I agree wholeheartedly. Face it, Microsoft RTF was designed to
allow some portability of documents between systems which couldn't
handle the binary format. It doesn't have the flexibility of an
SGML or an MIF, nor the utility of a TeX or Scribe. There is nothing
(in the spec) to keep someone from including RTF as an application
subtype but I can't imagine it as an Internet standard.

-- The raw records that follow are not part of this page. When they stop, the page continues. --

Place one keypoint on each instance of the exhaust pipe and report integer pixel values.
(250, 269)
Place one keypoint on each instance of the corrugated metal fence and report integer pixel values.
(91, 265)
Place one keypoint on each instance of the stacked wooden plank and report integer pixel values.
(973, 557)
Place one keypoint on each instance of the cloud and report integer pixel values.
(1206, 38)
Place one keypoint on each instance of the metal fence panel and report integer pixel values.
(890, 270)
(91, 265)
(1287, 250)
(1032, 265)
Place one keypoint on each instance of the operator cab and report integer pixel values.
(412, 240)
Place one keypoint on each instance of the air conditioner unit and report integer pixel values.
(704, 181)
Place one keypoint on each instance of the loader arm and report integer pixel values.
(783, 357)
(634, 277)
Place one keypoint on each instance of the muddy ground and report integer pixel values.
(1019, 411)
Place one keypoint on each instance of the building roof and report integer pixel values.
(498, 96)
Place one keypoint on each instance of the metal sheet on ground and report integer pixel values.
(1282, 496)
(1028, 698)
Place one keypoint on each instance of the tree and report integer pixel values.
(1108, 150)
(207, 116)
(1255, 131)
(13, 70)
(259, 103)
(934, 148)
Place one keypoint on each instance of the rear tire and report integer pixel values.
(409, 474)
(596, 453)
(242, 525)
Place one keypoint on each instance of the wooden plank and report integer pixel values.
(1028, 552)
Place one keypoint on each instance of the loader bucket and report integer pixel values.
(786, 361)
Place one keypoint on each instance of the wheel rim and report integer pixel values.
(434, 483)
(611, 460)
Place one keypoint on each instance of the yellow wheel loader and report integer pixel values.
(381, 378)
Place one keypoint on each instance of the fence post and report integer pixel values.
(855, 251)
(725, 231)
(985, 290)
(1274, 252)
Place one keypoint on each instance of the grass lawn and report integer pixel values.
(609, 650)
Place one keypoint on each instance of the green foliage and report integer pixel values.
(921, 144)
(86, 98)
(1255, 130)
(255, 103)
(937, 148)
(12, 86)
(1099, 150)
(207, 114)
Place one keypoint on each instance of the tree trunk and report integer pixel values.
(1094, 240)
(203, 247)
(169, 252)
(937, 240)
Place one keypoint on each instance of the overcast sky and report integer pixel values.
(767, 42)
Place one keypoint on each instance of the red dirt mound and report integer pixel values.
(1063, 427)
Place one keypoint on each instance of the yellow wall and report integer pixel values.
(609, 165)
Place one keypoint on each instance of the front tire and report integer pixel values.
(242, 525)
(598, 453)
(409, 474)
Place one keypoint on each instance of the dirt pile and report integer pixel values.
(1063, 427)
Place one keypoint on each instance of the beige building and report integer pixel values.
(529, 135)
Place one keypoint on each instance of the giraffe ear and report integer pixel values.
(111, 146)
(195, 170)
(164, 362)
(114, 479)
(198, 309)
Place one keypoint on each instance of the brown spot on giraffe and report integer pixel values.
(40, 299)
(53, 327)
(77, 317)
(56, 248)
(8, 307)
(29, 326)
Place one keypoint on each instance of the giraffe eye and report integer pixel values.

On the other hand, there really exists no canonical document form which
enjoys widespread support between the academic and business communities
and Ed's point is well taken in that it doesn't make sense that writing
a specification for such should fall within the scope of the IETF. Last
summer I attended the AIM (Image Management, not AI in Medicine) conference
and was astounded when one of the leaders of the Image Management community
stated that the *bitmap image* of a printed page was the universal
electronic document storage format because "other technologies may come
and go but we'll
always be able to print bitmaps").

From a technical point of view his argument is garbage but from a practical
point it makes some sense. The Internet community has gotten a little more
sophisticated in that we take one step back and use Postscript although if
you have too little memory and the document contains too many bitmap fonts,
or if it was prepared with psdit and you don't have the prologue or... Whatever
the case, Postscript has become our sort of de facto standard for
formatted document interchange (some people still use TeX-dvi) and the
printer people are starting to support the Adobe specifications so maybe
that isn't so bad.

So what is the point? Well, Ed sort of hit on it. We need something! And
we aren't the best people to be developing it because practically everyone
is supporting some type of word processing application and the business/real
world is going to be some split of Word and Word Perfect and all the other
guys and as much as SGML might make sense to a lot of people, who actually
has an SGML compliant authoring and rendering tool that is affordable and
widely available to Internet users?

I mean we *are* the Internet. Shouldn't we develop, test, deploy, and use
something, first, before we decide to make it a standard. And if we can't
do that ('cause face it, who is gonna pay to have SGML authoring tools
developed for widespread Internet distribution), maybe we should pick 
something which is widely supported by industry in products which are
competitively priced so that most of us can afford to use them. And the
problem is, there ain't nothing like that right now. And maybe there won't
be for awhile.

None of this is relevent to the MIME specification but it is important
to the issue of how we support application interoperability with the majority
of the desktop community. I don't have an answer but I can tell you that
after one year at the helm of the HIS department of 500-bed hospital we won
the technical battle for Internet standards in our network even as we were
losing the desktop war because none of what we could show on our workstations
had anything to do with what the desktop users were doing. We could send
multipart medical record information around the world if we wanted to (and
did), but I couldn't get it from my office to that of the desktop user
running Word Perfect office, cc:mail, or CE QuickMail without losing a whole
lot of functionality. We even have a DTD for this document but until WP comes
out with their SGML compliant editor I dunno how end users will edit or
author the damned thing.

We gotta work with (or through) the vendor community on this one. Maybe not on
the transport, but certainly on the content.